Disney may have had done a media masterstroke with its exclusive content streaming platform, Disney+. Offering their massive media library (within reason) is an attractive proposition for binge-watchers. But Disney films and series are under the blanket impression of being family-friendly. What about any content that doesn’t fit the mold?
For that, Disney has Hulu, the subscription video-on-demand service they established as a joint venture with fellow media giants. But that was 2007. In recent months Disney increased its 30% stake by acquiring Fox media assets (and their 30%), then AT&T/Time Warner’s 10%. Only Comcast retained 33%, but it’s moot.
That’s because Comcast announced Tuesday, May 14, that they’ve reached a deal with Disney for eventually selling their stake. Their 33% can be purchased by Disney come the year 2024. While everyone waits, the conglomerate that owns NBC and Universal Pictures is giving up its operational control of Hulu now.

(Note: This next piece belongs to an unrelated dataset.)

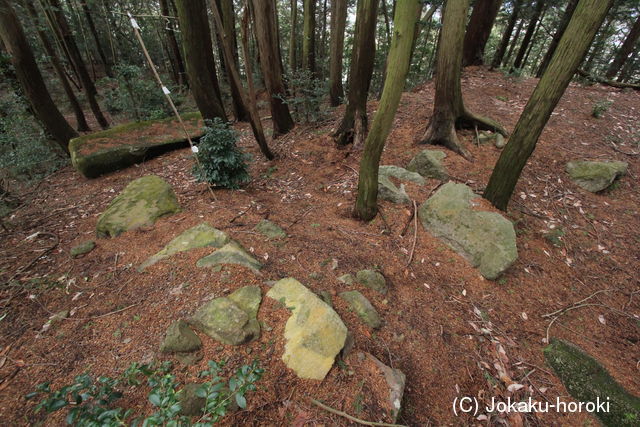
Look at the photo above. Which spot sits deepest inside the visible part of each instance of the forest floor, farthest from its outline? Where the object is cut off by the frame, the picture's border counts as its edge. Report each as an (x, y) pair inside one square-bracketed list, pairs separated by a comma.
[(435, 306)]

So while their stake remains 70% until years from now, Disney already has full control over the whole Hulu platform. It’s being touted by Disney boss Bob Iger as the third leg of their over-the-top options including Disney+ and ESPN+. This will also be the platform of choice for their non-Disney-“compliant” content films and shows.
Iger has proposed the bundling of ESPN+, Disney+ and Hulu. Consumers can then choose to avail of any or all of them as they want. While not as impressive as Netflix’s regular users, Hulu still has 27 million subscribers, a solid foundation to build on.